しかし、明治22(1889)年に皇室典範が制定されるまで、皇位継承に関する規定は存在しなかった。長男だからといって必ず皇太子になれるわけではなく、母親の身分に加え、譲位した上皇や時の幕府、有力者の意向も複雑にからんで決定された。
皇太子になったからといって安泰とはいえない時期もあった。奈良時代末期から平安時代にかけて、皇太子の身分を剥奪する「廃太子」が相次いでいる。
平安時代初期に編纂(へんさん)された史書「続日本紀」によると、奈良時代末期の光仁(こうにん)天皇は、宝亀元(770)年、前代の称徳天皇の崩御に伴い、天皇の遺言で、62歳で皇太子となった。
2カ月後に天皇となったが、3年には皇太子としていた子の他戸(おさべ)親王の身分を剥奪して庶民に落とした。続日本紀によれば、親王の母が天皇を何度も呪ったことが理由とされる。

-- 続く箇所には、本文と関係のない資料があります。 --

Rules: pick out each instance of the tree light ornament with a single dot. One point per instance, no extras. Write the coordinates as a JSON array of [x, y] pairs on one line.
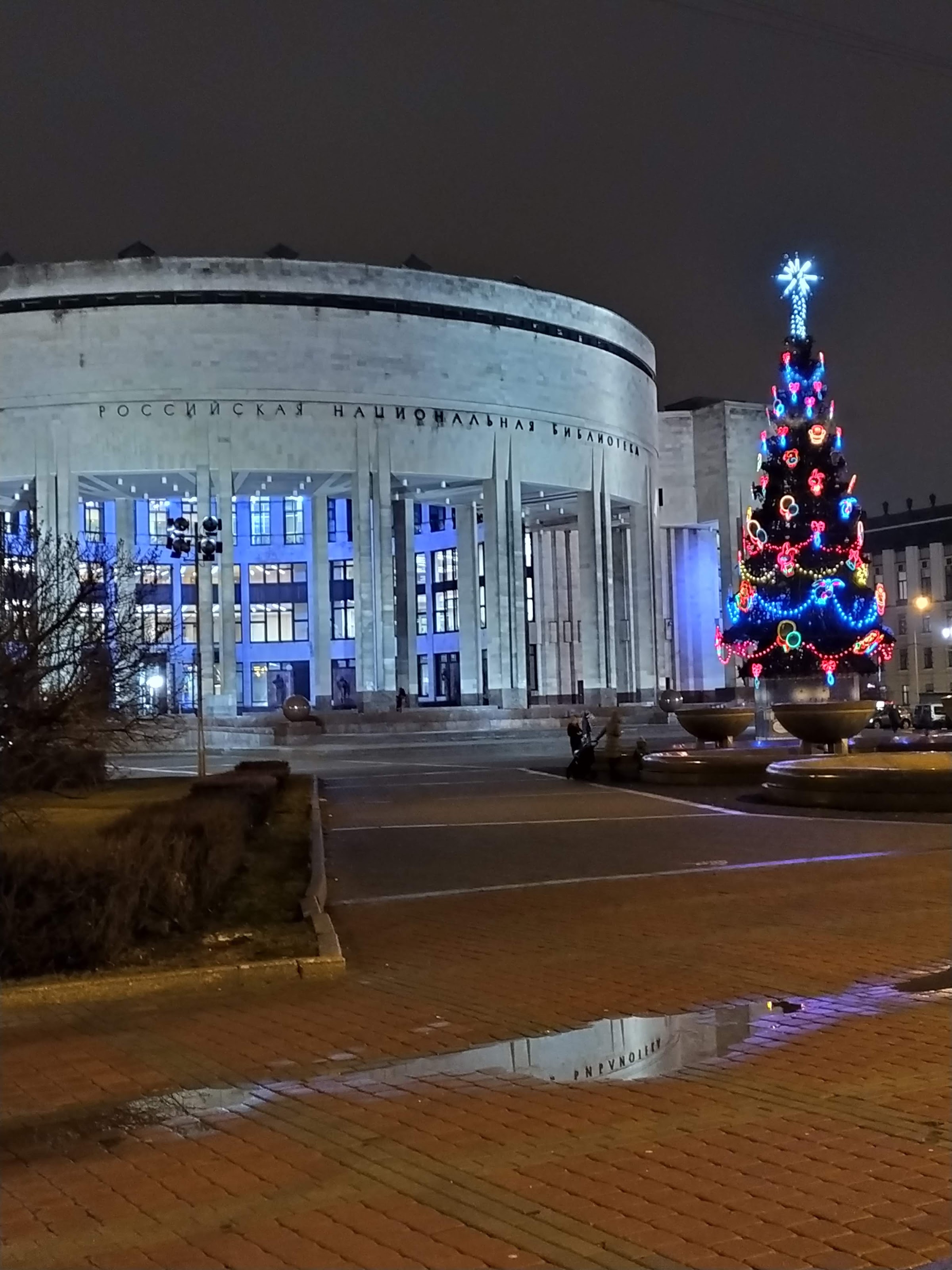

代わって皇太子に立てられたのは、平安京に遷都することで知られる後の桓武天皇だった。
しかし、平安時代になっても皇太子の地位は不安定のまま。宮内庁書陵部が編纂した「皇室制度史料」によれば、桓武天皇から嵯峨、仁明(にんみょう)と相次いで一度立てた皇太子を廃している。
一方、文徳天皇の後、ほとんど廃太子はなくなる。皇太子を立てる儀式も平安時代後期ごろには確立したとされ、中断や修正を経ながら受け継がれていく。